Per l'Unesco la Sicilia è bella e importante quanto l'Egitto

L'Organizzazione delle Nazioni Unite ha stabilito che le bellezza dei due luoghi hanno pari importanza

09 gennaio 2018
Per l'Unesco la Sicilia è bella e importante quanto l'Egitto

[Articolo di Dorotea Di Grazia  - www.ultimavoce.it] - L'Organizzazione delle Nazioni Unite per l'Educazione, la Scienza e la Cultura ha considerato che le bellezze paesaggistiche, culturali e artistiche presenti sia in Egitto che in Sicilia sono egualmente importanti.
Il passato della Sicilia dimostra che in molti già avevano compreso la sua unicità: infatti numerosi scontri sono avvenuti per conquistarla vista la sua posizione strategica, ovvero al centro del Mediterraneo, e anche per questo motivo risente dell'influenza culturale delle varie popolazioni che l'hanno dominata. Greci, Bizantini, Romani, Arabi, Aragonesi e Normanni. Ognuno di essi ha contribuito a determinare le peculiarità culturali dell'isola, tanto amate e apprezzate dai numerosi turisti che ogni mese vengono a visitare la Sicilia.
Infatti secondo un'analisi di CaseVacanza.it, l'isola rimane una delle mete più scelte anche durante i mesi invernali: la Sicilia è presente nella classifica delle dieci regioni più prenotate da novembre 2017 a febbraio 2018. Senza contare che, come evidenzia la Coldiretti regionale: "La Sicilia è la meta per le vacanze più cercate nel 2017", tenendo conto dello schema riassuntivo di Google Trends 2017.

Ma l'Unesco cosa ha preso in esame per dichiarare che il patrimonio storico-artistico della Sicilia vale tanto quello dell'Egitto?

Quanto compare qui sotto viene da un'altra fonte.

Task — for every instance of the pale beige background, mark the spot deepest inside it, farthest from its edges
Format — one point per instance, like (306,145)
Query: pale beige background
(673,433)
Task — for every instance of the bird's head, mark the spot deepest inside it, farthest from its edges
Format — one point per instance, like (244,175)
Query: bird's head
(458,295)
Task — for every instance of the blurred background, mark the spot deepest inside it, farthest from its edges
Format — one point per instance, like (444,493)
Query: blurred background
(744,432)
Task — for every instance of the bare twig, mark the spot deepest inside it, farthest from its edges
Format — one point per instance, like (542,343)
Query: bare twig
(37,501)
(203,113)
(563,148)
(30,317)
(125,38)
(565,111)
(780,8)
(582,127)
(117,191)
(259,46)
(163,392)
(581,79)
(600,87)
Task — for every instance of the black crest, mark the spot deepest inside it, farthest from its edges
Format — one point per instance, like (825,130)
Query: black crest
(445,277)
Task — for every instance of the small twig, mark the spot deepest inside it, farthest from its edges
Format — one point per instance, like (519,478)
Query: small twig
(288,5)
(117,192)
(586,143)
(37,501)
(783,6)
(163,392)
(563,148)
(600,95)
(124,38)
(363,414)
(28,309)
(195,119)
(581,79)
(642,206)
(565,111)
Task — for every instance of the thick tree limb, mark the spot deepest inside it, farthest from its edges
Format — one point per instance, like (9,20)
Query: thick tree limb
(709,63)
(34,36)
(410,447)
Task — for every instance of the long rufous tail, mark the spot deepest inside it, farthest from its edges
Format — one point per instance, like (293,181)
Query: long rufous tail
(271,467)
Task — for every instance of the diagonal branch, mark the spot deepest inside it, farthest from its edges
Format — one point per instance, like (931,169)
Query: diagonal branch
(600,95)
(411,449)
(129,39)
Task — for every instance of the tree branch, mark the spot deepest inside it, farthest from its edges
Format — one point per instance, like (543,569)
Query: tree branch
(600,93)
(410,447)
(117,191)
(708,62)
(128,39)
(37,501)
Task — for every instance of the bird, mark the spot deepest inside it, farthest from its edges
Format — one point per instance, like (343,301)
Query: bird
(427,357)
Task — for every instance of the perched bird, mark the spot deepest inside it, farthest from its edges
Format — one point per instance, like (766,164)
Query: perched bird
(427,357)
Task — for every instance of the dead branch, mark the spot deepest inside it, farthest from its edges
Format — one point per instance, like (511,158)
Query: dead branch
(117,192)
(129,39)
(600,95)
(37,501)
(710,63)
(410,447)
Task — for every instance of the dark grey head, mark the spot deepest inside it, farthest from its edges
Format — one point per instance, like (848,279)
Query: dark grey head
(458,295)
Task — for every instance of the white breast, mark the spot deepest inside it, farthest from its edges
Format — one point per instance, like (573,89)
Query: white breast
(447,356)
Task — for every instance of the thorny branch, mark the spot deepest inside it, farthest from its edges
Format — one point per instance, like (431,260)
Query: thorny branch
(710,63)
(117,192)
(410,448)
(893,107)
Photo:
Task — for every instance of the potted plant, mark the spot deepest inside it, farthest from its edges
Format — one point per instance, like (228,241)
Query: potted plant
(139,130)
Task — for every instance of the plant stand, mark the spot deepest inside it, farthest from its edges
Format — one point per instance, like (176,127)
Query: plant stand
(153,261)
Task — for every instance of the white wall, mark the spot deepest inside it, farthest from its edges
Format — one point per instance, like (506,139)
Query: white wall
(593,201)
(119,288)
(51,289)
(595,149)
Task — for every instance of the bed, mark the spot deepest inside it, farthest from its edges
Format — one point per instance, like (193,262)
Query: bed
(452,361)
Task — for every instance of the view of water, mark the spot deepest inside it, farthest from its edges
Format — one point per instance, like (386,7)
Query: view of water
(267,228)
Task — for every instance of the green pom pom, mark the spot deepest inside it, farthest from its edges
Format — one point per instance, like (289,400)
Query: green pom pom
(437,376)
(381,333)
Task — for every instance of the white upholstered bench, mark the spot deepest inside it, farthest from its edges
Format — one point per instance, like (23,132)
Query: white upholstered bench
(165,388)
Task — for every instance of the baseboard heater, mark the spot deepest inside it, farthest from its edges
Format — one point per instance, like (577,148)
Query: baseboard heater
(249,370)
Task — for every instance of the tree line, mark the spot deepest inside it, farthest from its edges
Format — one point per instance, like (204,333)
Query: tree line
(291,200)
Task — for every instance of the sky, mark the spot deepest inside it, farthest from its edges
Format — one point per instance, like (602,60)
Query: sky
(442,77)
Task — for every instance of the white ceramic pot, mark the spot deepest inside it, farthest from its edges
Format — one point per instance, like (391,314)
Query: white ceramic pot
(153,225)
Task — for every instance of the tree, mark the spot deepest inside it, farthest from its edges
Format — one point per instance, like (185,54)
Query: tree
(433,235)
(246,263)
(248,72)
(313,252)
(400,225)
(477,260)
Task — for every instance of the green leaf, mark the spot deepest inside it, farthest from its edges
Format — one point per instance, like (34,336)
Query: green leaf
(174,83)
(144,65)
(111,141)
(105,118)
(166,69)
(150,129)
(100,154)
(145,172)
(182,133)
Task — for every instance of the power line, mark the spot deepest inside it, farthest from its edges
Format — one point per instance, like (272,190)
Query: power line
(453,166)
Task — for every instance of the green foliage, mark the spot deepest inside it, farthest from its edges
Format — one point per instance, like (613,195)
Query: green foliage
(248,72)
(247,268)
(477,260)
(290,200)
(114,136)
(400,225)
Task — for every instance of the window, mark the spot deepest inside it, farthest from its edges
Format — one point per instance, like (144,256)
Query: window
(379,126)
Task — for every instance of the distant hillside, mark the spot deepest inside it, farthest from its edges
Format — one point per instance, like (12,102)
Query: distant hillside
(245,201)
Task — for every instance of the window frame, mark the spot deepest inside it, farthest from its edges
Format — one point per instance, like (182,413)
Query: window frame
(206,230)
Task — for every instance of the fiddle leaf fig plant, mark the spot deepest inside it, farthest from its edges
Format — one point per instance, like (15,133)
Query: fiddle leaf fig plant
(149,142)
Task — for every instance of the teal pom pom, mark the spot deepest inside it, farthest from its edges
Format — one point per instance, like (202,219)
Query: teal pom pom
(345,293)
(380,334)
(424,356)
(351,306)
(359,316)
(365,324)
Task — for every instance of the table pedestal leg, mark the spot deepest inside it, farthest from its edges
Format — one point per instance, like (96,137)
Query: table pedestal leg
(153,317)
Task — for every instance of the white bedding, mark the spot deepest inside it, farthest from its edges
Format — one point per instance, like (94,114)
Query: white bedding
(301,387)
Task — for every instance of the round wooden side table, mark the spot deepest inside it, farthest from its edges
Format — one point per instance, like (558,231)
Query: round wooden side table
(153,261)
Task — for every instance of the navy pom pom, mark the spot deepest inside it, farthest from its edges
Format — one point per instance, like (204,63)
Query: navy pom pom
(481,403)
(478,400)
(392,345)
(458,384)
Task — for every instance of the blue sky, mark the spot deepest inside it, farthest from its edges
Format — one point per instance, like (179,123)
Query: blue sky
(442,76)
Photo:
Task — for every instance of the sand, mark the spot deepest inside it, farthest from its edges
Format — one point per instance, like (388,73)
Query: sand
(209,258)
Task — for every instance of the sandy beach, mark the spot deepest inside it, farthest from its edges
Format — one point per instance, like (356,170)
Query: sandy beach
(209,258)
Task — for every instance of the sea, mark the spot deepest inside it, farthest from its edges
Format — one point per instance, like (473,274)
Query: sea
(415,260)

Si tratta dei patrimoni tutelati dall'Ente nell'isola, che sono sette, come lo stesso numero di bellezze artistico-culturali valorizzate dall'Unesco in Egitto. Stiamo parlando della Valle dei Templi di Agrigento, la Villa romana del Casale di Piazza Armerina, le Isole Eolie, le città tardo-barocche del Val di Noto, Siracusa, Pantalica, l'Etna e il percorso arabo-normanno di Palermo, Monreale e Cefalù.

Nonostante l'importantissimo riconoscimento ricevuto, ancora oggi la Sicilia fatica a valorizzare pienamente i suoi inestimabili tesori culturali. Una regione che potrebbe vivere anche solo di turismo, ma che non sfrutta pienamente le opportunità lavorative che questo settore potrebbe far nascere. Basti pensare al fatto che il programma di Alberto Angela, "Meraviglie d’Italia" mandato in onda su Rai Uno e che tra le meraviglie italiana prendeva in esame la Valle dei Templi, ha registrato uno share altissimo, vincendo la gara di ascolti del prime time. A dimostrazione che quando si punta sulla cultura, riservandole attenzione e una valorizzazione di qualità, si hanno sempre dei riscontri positivi.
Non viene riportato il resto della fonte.